The bill in front of the committee, the Ratepayer Protection Act, would require states to consider a federal standard forcing any large electricity customer triggering the need for new generation or transmission to cover the full cost of that build-out. Energy and Commerce Chair Brett Guthrie (R-Ky.) has publicly tied the bill to "winning the race for AI dominance the right way" and to data center developers "not looking for handouts at the expense of taxpayers."
That framing assumes bipartisan buy-in, and the committee has largely delivered. The bill cleared a subcommittee by voice vote the prior week. The room underneath the deal, however, fractured open when the panel's top Democrat used the markup to argue for an outright halt. Ranking member Frank Pallone (D-N.J.) endorsed a nationwide moratorium on new data center construction during the subcommittee debate, according to E&E News, which described him as the highest-ranking Democrat on Energy and Commerce to publicly back a building pause.
That is a genuine intra-party split. Members of Pallone's own party have so far been willing to credit the ratepayer bill as a credible step toward accountability for tech-driven electricity demand. His moratorium endorsement shifts the fight from cost allocation to whether new data centers get built at all, and it lands in the same committee room where the ratepayer bill is now advancing.

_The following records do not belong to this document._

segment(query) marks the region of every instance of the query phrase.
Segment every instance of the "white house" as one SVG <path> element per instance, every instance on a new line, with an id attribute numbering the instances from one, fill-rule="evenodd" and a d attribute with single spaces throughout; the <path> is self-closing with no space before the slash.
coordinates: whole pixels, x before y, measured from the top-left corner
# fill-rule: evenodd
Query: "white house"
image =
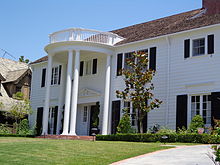
<path id="1" fill-rule="evenodd" d="M 100 109 L 100 133 L 111 134 L 130 106 L 135 127 L 132 105 L 115 91 L 124 88 L 125 59 L 138 50 L 149 53 L 154 93 L 163 101 L 146 117 L 145 129 L 187 127 L 196 114 L 207 126 L 220 119 L 220 0 L 203 0 L 201 9 L 111 32 L 52 33 L 48 56 L 31 64 L 31 126 L 42 127 L 42 134 L 89 135 Z"/>

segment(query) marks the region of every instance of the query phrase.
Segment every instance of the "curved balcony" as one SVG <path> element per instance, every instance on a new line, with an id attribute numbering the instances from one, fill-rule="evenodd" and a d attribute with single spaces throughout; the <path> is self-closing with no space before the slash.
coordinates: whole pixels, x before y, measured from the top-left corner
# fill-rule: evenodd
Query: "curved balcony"
<path id="1" fill-rule="evenodd" d="M 71 28 L 50 34 L 50 43 L 65 41 L 83 41 L 113 46 L 124 38 L 111 32 Z"/>

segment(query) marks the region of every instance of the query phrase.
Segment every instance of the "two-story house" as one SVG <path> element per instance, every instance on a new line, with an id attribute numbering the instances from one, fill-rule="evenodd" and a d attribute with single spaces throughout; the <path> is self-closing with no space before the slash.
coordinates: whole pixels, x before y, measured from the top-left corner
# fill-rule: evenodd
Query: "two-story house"
<path id="1" fill-rule="evenodd" d="M 111 32 L 72 28 L 50 34 L 48 56 L 33 70 L 30 124 L 42 134 L 89 135 L 99 102 L 101 134 L 116 132 L 124 107 L 137 125 L 130 102 L 116 97 L 124 88 L 122 68 L 132 52 L 149 54 L 156 70 L 155 97 L 161 107 L 145 119 L 145 129 L 159 124 L 187 127 L 200 114 L 206 125 L 220 119 L 220 0 L 203 0 L 197 10 Z"/>

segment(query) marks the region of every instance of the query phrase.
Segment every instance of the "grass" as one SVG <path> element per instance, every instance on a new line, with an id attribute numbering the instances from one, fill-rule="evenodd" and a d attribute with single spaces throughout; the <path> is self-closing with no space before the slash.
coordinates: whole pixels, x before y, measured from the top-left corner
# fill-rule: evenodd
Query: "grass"
<path id="1" fill-rule="evenodd" d="M 0 164 L 104 165 L 167 148 L 170 147 L 161 146 L 161 143 L 0 137 Z"/>

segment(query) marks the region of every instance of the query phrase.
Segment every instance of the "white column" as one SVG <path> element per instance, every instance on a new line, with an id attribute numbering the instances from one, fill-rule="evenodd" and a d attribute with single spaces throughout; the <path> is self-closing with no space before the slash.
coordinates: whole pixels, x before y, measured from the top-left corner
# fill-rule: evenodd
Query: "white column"
<path id="1" fill-rule="evenodd" d="M 44 111 L 43 111 L 43 130 L 42 135 L 48 134 L 48 115 L 49 115 L 49 106 L 50 106 L 50 81 L 51 81 L 51 72 L 52 72 L 52 62 L 53 56 L 48 54 L 47 62 L 47 78 L 46 78 L 46 95 L 44 102 Z"/>
<path id="2" fill-rule="evenodd" d="M 60 129 L 61 129 L 61 120 L 64 116 L 62 116 L 62 111 L 63 111 L 63 105 L 64 105 L 64 96 L 65 96 L 65 85 L 64 85 L 64 80 L 65 80 L 65 71 L 66 71 L 66 65 L 62 64 L 62 69 L 61 69 L 61 82 L 60 82 L 60 89 L 59 89 L 59 104 L 58 104 L 58 115 L 57 115 L 57 130 L 56 134 L 60 134 Z"/>
<path id="3" fill-rule="evenodd" d="M 72 70 L 73 70 L 73 51 L 69 50 L 68 64 L 67 64 L 67 78 L 66 78 L 65 110 L 64 110 L 63 133 L 62 133 L 62 135 L 68 135 L 68 132 L 69 132 Z"/>
<path id="4" fill-rule="evenodd" d="M 76 50 L 73 89 L 72 89 L 70 135 L 76 135 L 76 115 L 77 115 L 77 100 L 78 100 L 78 88 L 79 88 L 79 65 L 80 65 L 80 51 Z"/>
<path id="5" fill-rule="evenodd" d="M 104 96 L 104 109 L 103 109 L 103 120 L 102 120 L 102 135 L 107 135 L 107 130 L 108 130 L 110 71 L 111 71 L 111 56 L 108 55 L 106 61 L 106 71 L 105 71 L 105 96 Z"/>

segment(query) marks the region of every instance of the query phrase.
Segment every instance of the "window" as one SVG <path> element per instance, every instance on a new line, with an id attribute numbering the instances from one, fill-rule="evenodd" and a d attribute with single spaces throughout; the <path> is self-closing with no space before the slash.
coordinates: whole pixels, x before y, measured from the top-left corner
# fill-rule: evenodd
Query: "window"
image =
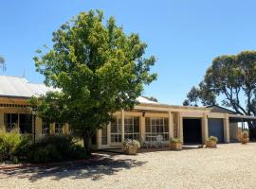
<path id="1" fill-rule="evenodd" d="M 107 145 L 107 126 L 101 129 L 101 145 Z"/>
<path id="2" fill-rule="evenodd" d="M 63 124 L 55 123 L 55 134 L 62 134 L 63 133 Z"/>
<path id="3" fill-rule="evenodd" d="M 113 117 L 111 122 L 111 143 L 121 143 L 121 118 Z"/>
<path id="4" fill-rule="evenodd" d="M 146 117 L 146 141 L 155 141 L 157 135 L 162 135 L 164 141 L 169 140 L 168 118 Z"/>
<path id="5" fill-rule="evenodd" d="M 17 113 L 5 113 L 4 122 L 7 131 L 18 128 L 18 114 Z"/>
<path id="6" fill-rule="evenodd" d="M 124 138 L 139 140 L 139 117 L 124 118 Z"/>
<path id="7" fill-rule="evenodd" d="M 50 124 L 43 119 L 42 134 L 49 134 Z"/>

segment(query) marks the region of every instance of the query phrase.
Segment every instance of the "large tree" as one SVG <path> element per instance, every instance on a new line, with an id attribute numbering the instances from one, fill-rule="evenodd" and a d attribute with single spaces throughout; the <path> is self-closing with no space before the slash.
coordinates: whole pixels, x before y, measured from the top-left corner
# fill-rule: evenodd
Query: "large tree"
<path id="1" fill-rule="evenodd" d="M 132 109 L 143 86 L 156 78 L 150 73 L 155 59 L 144 57 L 147 44 L 138 34 L 125 34 L 100 10 L 82 12 L 64 24 L 52 42 L 52 48 L 39 50 L 34 58 L 45 83 L 60 89 L 41 96 L 41 116 L 68 123 L 90 154 L 96 130 L 113 112 Z"/>
<path id="2" fill-rule="evenodd" d="M 203 105 L 213 105 L 218 97 L 223 106 L 237 113 L 256 116 L 256 51 L 215 58 L 204 79 L 187 97 L 186 105 L 193 105 L 198 100 Z M 252 131 L 256 124 L 248 122 L 248 127 Z"/>

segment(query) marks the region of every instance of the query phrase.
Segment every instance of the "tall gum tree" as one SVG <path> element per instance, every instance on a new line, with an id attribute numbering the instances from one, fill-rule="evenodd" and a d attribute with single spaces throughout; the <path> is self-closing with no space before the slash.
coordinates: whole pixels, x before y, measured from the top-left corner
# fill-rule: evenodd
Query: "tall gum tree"
<path id="1" fill-rule="evenodd" d="M 34 60 L 45 83 L 61 90 L 36 99 L 40 115 L 68 123 L 90 154 L 96 130 L 113 112 L 132 109 L 143 86 L 156 78 L 150 72 L 155 59 L 144 57 L 147 44 L 138 34 L 125 34 L 101 10 L 82 12 L 64 24 L 52 42 L 53 47 L 38 50 Z"/>
<path id="2" fill-rule="evenodd" d="M 239 114 L 256 116 L 256 51 L 215 58 L 199 86 L 189 92 L 184 104 L 193 105 L 201 100 L 203 105 L 213 105 L 217 97 L 222 105 Z M 256 139 L 256 123 L 247 123 L 250 138 Z"/>

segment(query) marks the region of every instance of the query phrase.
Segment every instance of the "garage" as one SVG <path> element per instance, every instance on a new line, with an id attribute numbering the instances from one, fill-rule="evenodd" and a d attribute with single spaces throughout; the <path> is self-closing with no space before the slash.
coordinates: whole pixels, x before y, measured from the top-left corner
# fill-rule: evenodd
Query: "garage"
<path id="1" fill-rule="evenodd" d="M 223 119 L 210 118 L 208 120 L 209 136 L 218 137 L 218 143 L 224 143 L 224 124 Z"/>
<path id="2" fill-rule="evenodd" d="M 200 118 L 183 118 L 184 144 L 202 144 L 202 126 Z"/>

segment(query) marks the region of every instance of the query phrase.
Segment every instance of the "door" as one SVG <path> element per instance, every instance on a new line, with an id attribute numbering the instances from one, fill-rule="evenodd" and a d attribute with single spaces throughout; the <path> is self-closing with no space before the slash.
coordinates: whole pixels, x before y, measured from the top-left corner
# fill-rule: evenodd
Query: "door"
<path id="1" fill-rule="evenodd" d="M 216 136 L 218 143 L 224 143 L 224 124 L 223 119 L 210 118 L 208 120 L 209 136 Z"/>

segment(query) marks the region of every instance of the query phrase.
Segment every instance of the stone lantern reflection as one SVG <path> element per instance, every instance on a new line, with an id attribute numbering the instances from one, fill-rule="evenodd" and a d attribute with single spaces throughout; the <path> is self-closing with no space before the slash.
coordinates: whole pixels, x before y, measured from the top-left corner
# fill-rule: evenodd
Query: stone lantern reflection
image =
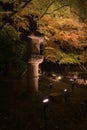
<path id="1" fill-rule="evenodd" d="M 43 62 L 43 56 L 40 54 L 40 44 L 44 41 L 41 33 L 28 35 L 27 43 L 27 85 L 32 92 L 38 91 L 39 64 Z"/>

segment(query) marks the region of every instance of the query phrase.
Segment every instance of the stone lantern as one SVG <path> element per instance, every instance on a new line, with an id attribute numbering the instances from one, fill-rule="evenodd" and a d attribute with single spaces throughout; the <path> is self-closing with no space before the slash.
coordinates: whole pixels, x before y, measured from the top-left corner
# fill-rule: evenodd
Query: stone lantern
<path id="1" fill-rule="evenodd" d="M 43 56 L 40 54 L 40 44 L 44 41 L 41 33 L 31 33 L 28 35 L 27 43 L 27 82 L 28 89 L 31 92 L 38 91 L 39 64 L 43 62 Z"/>

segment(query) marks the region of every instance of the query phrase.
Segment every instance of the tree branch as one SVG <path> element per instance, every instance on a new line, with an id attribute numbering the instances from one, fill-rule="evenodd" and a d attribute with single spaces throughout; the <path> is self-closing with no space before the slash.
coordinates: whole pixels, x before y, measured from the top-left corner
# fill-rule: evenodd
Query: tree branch
<path id="1" fill-rule="evenodd" d="M 56 11 L 62 9 L 62 8 L 65 7 L 65 6 L 69 6 L 69 5 L 68 5 L 68 4 L 67 4 L 67 5 L 63 5 L 63 6 L 59 7 L 59 8 L 57 8 L 57 9 L 53 10 L 52 12 L 46 13 L 46 14 L 52 14 L 52 13 L 54 13 L 54 12 L 56 12 Z"/>
<path id="2" fill-rule="evenodd" d="M 77 15 L 77 16 L 79 16 L 79 18 L 81 19 L 81 21 L 84 23 L 84 24 L 86 24 L 87 25 L 87 23 L 85 22 L 85 20 L 84 20 L 84 18 L 83 17 L 81 17 L 78 13 L 76 13 L 75 11 L 73 11 L 73 10 L 70 10 L 71 11 L 71 13 L 74 13 L 75 15 Z"/>
<path id="3" fill-rule="evenodd" d="M 52 2 L 48 5 L 48 7 L 47 7 L 46 10 L 44 11 L 44 13 L 43 13 L 37 20 L 41 19 L 41 18 L 46 14 L 46 12 L 48 11 L 48 9 L 50 8 L 50 6 L 51 6 L 54 2 L 55 2 L 55 0 L 52 1 Z"/>
<path id="4" fill-rule="evenodd" d="M 12 13 L 10 14 L 10 16 L 8 17 L 8 19 L 3 22 L 2 26 L 0 27 L 0 30 L 6 25 L 6 23 L 9 21 L 10 18 L 12 18 L 12 17 L 13 17 L 14 15 L 16 15 L 18 12 L 20 12 L 21 10 L 23 10 L 23 9 L 27 6 L 27 4 L 29 4 L 31 1 L 32 1 L 32 0 L 26 1 L 26 2 L 24 3 L 24 5 L 21 7 L 20 10 L 12 12 Z"/>

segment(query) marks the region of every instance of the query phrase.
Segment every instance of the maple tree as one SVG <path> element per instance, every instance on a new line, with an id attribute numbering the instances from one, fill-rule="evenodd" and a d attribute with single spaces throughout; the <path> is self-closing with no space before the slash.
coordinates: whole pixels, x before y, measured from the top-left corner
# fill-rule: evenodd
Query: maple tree
<path id="1" fill-rule="evenodd" d="M 9 25 L 19 39 L 21 30 L 43 33 L 47 61 L 87 63 L 87 0 L 0 0 L 0 30 Z"/>

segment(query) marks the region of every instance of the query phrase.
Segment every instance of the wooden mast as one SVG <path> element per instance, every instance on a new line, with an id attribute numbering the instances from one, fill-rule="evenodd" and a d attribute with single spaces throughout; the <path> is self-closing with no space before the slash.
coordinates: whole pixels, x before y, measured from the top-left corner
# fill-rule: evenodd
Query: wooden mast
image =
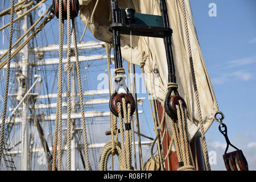
<path id="1" fill-rule="evenodd" d="M 163 107 L 160 103 L 158 102 L 158 105 L 159 108 L 159 114 L 160 117 L 160 122 L 162 121 L 162 117 L 163 115 Z M 166 119 L 164 119 L 164 123 L 163 128 L 166 126 Z M 162 134 L 163 134 L 163 131 L 162 132 Z M 163 137 L 163 152 L 164 156 L 166 156 L 167 153 L 168 148 L 171 142 L 171 138 L 168 134 L 168 137 L 166 135 Z M 198 163 L 198 170 L 199 171 L 204 171 L 205 167 L 204 164 L 204 159 L 203 157 L 202 148 L 201 146 L 200 139 L 196 138 L 196 156 L 197 158 L 197 163 Z M 194 160 L 194 163 L 196 163 L 196 154 L 195 150 L 195 143 L 194 140 L 192 140 L 190 144 L 190 147 L 191 148 L 191 152 L 193 156 L 193 159 Z M 166 171 L 176 171 L 179 167 L 179 162 L 177 159 L 177 153 L 176 152 L 171 151 L 169 156 L 165 161 L 166 164 Z"/>

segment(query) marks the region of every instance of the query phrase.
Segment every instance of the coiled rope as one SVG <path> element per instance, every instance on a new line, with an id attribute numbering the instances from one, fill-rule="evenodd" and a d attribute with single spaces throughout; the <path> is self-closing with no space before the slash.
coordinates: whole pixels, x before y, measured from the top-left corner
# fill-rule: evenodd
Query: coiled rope
<path id="1" fill-rule="evenodd" d="M 8 98 L 8 90 L 9 86 L 9 77 L 10 77 L 10 66 L 11 65 L 11 44 L 13 42 L 13 23 L 14 23 L 14 0 L 11 0 L 11 16 L 10 19 L 10 31 L 9 31 L 9 49 L 8 49 L 8 57 L 7 57 L 7 65 L 6 69 L 6 76 L 5 80 L 5 96 L 3 100 L 3 113 L 2 114 L 2 125 L 0 134 L 0 164 L 2 160 L 2 155 L 3 153 L 3 138 L 5 135 L 5 119 L 6 118 L 6 108 Z"/>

The pledge origin matters here. The bill is framed around codifying President Trump's March 2026 Ratepayer Protection Pledge with major technology companies, an agreement recorded in the Federal Register and summarized in a White House fact sheet as the policy anchor for cost allocation. That the bill is being sold as the legislative translation of a White House deal with Big Tech is one reason both parties can sign onto "ratepayers shouldn't subsidize data centers" without resolving the harder question of how cost-allocation rules will actually be written, enforced, and tested against state utility regulators.
That harder question is where industry has pressed back. Follow-up E&E News reporting shows lawmakers and large electricity customers treading carefully around the legislation, and separate coverage flags local opposition, neighbors organizing against new transmission and generation, as a practical obstacle to the AI power build-out the ratepayer bill is meant to enable. A cost-allocation law that simultaneously freezes the underlying build-out would split the very coalition that produced it.
Alongside the ratepayer bill, the committee is advancing separate transmission legislation aimed at meeting surging electricity demand. It is the procedural companion to the ratepayer fight, not its center, and not where the political fault line is most exposed.
What to watch Wednesday: whether Pallone's moratorium framing picks up any other Democratic cosponsors at the full-committee stage, and whether the transmission package rides with the ratepayer bill or is split off. A cost-shift bill is one thing. Whether new data centers actually get built is a separate vote that has not yet been scheduled.